Whatever was between you and your daddy...the time has come to put it aside. Just take it and set it over there on the shelf and forget about it. Disrespecting your daddy ain't gonna make you a man, Cory. You got to find a way to come to that on your own (act two, scene five).

She goes on to explain to Cory that the shadow he always thought was his father looming over him was really “nothing but you growing into yourself. You either got to grow into it or cut it down to fit you. But that's all you got to make life with.” Again, Rose, in her wisdom, knows her son far better than he knows himself.

Finally, Rose is loyal. She is loyal to Troy, standing beside him through the good and the bad for eighteen years and even remaining with him after he cheats on her. But she is also loyal to herself. She knows that her relationship with Troy will never be the same after his betrayal. How can she trust him again? So she distances herself from him, even as, loyal to her principles, she agrees to raise his new daughter, the child of another woman, for as she says,

...she's innocent...and you can't visit the sins of the father upon the child. A motherless child has got a hard time (act two, scene three).

Rose becomes a mother to the little girl, raising her as her own. And in the end, Rose again shows her loyalty to Troy when she defends him, with qualifications, to Cory.

Your daddy wanted you to be everything he wasn't...and at the same time he tried to make you into everything he was. I don't know if he was right or wrong...but I do know he meant to do more good than he meant to do harm,

she tells her son, helping him see, as she has come to realize, that Troy may have been far from perfect but that he tried to live his life and raise his family the best he knew how.

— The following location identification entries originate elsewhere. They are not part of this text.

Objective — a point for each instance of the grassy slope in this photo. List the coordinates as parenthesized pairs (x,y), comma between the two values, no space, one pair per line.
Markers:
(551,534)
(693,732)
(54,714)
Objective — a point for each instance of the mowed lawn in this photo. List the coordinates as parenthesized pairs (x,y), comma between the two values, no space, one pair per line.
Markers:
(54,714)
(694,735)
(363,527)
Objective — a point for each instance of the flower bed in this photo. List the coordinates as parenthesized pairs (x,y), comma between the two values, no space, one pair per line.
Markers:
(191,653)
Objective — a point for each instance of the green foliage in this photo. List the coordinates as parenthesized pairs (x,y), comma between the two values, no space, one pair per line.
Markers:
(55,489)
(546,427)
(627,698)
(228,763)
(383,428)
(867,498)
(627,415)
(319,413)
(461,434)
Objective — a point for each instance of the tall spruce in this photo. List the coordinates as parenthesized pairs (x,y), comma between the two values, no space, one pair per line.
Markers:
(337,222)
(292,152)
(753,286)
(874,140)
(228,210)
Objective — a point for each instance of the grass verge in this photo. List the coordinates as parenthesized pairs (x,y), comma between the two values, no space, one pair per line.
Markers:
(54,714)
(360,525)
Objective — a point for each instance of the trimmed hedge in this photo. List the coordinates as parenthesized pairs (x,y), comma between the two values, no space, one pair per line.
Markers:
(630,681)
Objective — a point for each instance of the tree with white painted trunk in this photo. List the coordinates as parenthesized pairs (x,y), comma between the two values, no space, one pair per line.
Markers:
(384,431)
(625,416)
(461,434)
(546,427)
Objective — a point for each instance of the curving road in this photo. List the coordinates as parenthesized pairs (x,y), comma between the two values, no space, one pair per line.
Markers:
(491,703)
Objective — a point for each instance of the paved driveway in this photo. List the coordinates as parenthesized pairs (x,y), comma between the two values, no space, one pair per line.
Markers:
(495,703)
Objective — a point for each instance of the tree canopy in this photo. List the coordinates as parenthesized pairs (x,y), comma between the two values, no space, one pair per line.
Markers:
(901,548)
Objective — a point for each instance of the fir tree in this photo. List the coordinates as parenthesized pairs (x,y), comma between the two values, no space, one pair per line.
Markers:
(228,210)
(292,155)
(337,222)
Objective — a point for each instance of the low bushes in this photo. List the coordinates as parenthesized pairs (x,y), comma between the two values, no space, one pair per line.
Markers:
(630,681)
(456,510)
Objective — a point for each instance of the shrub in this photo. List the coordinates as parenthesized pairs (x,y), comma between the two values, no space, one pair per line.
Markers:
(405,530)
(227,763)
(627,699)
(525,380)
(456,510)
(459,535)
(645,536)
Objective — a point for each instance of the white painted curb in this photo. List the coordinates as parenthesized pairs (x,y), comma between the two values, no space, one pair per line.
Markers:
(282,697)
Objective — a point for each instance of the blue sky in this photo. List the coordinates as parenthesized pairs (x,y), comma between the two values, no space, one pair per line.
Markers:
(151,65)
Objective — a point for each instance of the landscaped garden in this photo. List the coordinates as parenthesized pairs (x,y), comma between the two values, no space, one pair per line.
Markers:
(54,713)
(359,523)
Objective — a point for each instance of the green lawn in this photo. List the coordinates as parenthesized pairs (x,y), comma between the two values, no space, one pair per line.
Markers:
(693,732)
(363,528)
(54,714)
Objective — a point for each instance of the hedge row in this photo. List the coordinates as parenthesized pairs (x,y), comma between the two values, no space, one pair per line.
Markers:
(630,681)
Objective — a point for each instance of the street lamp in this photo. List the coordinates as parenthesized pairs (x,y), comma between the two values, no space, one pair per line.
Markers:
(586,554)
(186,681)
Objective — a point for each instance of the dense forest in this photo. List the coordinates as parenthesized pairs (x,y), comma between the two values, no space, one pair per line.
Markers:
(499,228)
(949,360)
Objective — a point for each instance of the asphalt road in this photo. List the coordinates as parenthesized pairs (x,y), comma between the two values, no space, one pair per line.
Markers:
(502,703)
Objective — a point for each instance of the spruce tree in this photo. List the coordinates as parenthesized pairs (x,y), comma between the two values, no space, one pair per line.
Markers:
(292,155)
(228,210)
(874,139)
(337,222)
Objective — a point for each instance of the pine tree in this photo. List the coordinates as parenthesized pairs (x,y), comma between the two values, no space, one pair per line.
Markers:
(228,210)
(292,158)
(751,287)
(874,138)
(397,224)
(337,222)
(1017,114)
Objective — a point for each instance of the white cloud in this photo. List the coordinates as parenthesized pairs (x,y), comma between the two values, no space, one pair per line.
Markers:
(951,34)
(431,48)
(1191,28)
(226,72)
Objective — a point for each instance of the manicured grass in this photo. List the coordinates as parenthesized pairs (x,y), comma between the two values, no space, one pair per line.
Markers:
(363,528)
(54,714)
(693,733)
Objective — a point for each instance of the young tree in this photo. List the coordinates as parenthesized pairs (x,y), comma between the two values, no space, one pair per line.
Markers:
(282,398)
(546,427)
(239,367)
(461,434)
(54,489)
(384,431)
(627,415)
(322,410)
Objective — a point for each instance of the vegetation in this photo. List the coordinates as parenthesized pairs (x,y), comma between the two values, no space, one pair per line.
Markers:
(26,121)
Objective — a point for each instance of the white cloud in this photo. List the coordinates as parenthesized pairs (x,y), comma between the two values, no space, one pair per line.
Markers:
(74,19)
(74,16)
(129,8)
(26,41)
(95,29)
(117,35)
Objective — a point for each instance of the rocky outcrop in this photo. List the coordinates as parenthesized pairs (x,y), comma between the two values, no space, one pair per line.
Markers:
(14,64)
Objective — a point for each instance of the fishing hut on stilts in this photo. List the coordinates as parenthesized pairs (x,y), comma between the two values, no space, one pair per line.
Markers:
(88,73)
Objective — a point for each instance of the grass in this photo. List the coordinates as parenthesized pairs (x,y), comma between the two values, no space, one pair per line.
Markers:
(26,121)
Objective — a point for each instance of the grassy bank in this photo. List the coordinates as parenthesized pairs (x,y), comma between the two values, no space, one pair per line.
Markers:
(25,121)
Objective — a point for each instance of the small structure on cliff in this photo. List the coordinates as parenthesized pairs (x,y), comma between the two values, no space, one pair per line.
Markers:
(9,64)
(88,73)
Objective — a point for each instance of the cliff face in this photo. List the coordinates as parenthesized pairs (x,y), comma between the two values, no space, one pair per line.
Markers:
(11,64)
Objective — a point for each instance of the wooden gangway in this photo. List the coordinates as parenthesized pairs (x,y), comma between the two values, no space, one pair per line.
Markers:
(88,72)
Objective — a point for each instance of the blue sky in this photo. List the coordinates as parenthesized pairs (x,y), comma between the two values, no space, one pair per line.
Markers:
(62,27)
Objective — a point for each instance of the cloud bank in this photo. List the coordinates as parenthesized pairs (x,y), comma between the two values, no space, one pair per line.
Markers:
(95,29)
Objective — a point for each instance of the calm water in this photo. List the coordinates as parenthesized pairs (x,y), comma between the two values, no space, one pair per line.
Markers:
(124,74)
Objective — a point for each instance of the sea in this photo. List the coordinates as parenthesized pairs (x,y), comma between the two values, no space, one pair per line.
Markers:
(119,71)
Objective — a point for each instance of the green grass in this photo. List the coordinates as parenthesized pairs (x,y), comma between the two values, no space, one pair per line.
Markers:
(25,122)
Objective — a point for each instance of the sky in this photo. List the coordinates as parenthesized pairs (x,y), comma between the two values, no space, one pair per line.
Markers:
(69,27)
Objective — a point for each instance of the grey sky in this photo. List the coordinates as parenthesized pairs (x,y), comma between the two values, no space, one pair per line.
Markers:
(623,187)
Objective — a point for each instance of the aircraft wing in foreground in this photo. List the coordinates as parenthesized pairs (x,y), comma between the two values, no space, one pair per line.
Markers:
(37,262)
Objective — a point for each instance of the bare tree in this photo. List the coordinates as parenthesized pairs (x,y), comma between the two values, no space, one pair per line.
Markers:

Let's think for a moment, also, about what Fences shows us about the options and challenges African-American women faced in the 1950s. Like Rose, many of these women lived from paycheck to paycheck, barely having enough money to care for their families. Like Rose, these women faced difficult choices about how to live their lives both day by day and in the long term. Like Rose, these women lived with discrimination, the effects and after effects of violence (think about how Troy was affected by his father's abuse). Like Rose, these women had to be strong, wise, and loyal as they navigated a world that was difficult, unfair, and sometimes downright brutal.